Un documento recente, presentato da Nansook Park e da me, ha sostenuto che i documenti di maggiore impatto, almeno in psicologia, tendono ad avere disegni molto semplici e ad analizzare i loro dati in modi molto semplici. Il nostro consiglio da questi risultati? Mantenerlo semplice, o almeno abbastanza semplice per le altre persone – colleghi ricercatori e il pubblico in generale – per capire cosa è stato fatto e perché. Pensa al classico studio di Milgram sull'obbedienza, o ai provocatori studi di Rosenhan su "essere sano di mente in posti folli", o sugli studi di Darley e Latané su spettatori insensibili.

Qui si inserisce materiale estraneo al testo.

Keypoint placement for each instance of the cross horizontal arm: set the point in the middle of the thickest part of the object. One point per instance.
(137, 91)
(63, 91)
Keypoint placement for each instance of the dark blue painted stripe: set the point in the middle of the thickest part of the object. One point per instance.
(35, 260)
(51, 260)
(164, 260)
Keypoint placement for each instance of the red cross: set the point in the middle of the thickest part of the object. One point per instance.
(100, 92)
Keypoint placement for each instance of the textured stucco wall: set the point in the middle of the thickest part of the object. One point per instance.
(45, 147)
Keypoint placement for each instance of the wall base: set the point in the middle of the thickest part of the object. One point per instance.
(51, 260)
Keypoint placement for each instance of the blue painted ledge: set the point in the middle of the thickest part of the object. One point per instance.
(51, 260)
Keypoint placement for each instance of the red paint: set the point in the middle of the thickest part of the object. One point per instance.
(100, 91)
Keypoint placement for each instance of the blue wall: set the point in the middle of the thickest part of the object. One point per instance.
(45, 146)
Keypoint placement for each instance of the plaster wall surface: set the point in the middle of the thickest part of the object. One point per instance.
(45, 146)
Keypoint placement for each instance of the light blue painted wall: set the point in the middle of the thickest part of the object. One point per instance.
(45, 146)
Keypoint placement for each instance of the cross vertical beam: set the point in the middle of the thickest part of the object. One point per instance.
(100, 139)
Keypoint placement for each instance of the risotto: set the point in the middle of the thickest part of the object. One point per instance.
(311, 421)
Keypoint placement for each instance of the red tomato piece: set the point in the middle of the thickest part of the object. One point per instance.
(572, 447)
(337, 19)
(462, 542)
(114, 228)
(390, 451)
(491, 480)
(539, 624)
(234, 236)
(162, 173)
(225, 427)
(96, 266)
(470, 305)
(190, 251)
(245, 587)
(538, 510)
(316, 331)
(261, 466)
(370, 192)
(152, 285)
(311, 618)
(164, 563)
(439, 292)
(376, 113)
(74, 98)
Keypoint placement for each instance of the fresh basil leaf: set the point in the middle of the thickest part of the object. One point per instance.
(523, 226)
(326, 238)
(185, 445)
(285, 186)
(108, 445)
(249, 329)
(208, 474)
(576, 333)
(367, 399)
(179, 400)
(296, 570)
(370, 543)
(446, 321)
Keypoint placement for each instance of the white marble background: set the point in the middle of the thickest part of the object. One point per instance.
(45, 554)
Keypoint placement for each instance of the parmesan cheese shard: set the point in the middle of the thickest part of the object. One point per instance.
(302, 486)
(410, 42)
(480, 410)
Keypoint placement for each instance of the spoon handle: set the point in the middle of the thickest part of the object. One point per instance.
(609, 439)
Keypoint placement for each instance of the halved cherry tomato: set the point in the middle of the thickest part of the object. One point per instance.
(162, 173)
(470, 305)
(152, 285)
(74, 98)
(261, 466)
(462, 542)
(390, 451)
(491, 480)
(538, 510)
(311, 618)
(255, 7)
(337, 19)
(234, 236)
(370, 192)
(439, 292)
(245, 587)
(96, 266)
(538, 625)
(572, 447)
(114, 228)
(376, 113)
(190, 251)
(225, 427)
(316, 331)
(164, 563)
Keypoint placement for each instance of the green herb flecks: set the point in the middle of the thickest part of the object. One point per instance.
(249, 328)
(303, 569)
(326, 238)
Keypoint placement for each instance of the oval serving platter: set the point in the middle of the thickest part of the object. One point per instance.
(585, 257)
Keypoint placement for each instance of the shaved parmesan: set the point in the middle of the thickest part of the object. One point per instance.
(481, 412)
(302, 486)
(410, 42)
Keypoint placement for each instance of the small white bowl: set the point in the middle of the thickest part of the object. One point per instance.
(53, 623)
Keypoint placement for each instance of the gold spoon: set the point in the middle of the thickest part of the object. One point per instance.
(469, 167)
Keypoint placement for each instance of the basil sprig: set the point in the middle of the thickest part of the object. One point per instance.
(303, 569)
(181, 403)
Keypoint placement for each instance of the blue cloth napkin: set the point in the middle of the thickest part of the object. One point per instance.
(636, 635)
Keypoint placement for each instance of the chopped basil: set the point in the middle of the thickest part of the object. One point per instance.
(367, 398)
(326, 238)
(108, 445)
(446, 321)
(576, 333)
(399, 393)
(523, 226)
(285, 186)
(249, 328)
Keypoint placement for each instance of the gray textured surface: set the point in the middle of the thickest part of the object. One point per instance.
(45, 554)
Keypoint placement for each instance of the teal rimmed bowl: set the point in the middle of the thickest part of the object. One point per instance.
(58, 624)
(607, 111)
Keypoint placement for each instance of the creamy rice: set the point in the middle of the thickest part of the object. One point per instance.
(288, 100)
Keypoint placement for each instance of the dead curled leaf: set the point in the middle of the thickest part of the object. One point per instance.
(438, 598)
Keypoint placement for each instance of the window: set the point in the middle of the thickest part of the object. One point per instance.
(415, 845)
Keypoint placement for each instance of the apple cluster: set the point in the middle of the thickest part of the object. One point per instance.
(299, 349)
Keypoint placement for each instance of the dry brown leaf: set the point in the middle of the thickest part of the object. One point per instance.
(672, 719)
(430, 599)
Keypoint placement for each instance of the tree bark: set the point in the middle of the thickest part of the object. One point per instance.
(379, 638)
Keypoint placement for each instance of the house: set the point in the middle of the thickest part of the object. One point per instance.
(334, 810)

Che cosa ha fatto Haslam? Ha esaminato le citazioni fino a marzo 2009 su articoli pubblicati dal 2002 al 2007 in tre riviste di psicologia ben pubblicizzate che pubblicano sia brevi relazioni (definite dalla lunghezza delle parole) che articoli più lunghi. A rigor di termini, stava valutando l'impatto a breve termine, ma non ci sono buone ragioni per pensare che un periodo di tempo più lungo avrebbe cambiato le sue conclusioni.

I conteggi delle Forze Brute-Force non sono l'unica misura dell'impatto di un articolo scientifico, ma a parità di condizioni, ci dicono qualcosa. Allora, cosa ci dicono i risultati di Haslam?

Articoli più lunghi sono infatti citati più di articoli più brevi, ma non così drammaticamente. Infatti, se il numero di citazioni per un articolo è proporzionale alla sua lunghezza, allora gli articoli più brevi tendono ad essere citati più frequentemente; cioè, più citazioni per pagina.

Le riviste di stampa hanno limitazioni di pagina e una rivista che privilegia articoli più lunghi ne pubblica necessariamente meno, con l'effetto netto di un minor numero di citazioni sul diario. Haslam ha concluso che gli articoli brevi, collettivamente, si traducono in una scienza più incisiva.

A chi importa dei conteggi delle citazioni? Pochissimi di noi, ne sono sicuro, ma questo post di blog è un falso capo. Non si tratta di rapporti scientifici. Riguarda noi e il mondo sociale in cui viviamo e lavoriamo. Ciò che è dolce per te o me potrebbe non essere dolce per noi.

Pensaci in questo modo la prossima volta che sei tentato di dominare una conversazione. Pensaci alla prossima volta che hai l'ultima parola, dopo aver anche la prima parola e la maggior parte di quelli in mezzo. Pensaci alla prossima volta che imposti un ordine del giorno che ti rappresenta e principalmente te.

Forse qualcun altro ha qualcosa da aggiungere, ma è necessario dare loro la stanza per farlo.

Riferimenti

Haslam, N. (2010). Scienza dei morsi: impatto relativo dei formati di articoli brevi. Prospettive sulla scienza psicologica, 5, 263-264.

Merton, RK (1968). L'effetto Matthew nella scienza. Scienza, 159, 56-63.

Peterson, C., & Park, N. (2010). Semplicità: l'impatto duraturo della ricerca minimamente sufficiente. The Psychologist, 23, 398-400.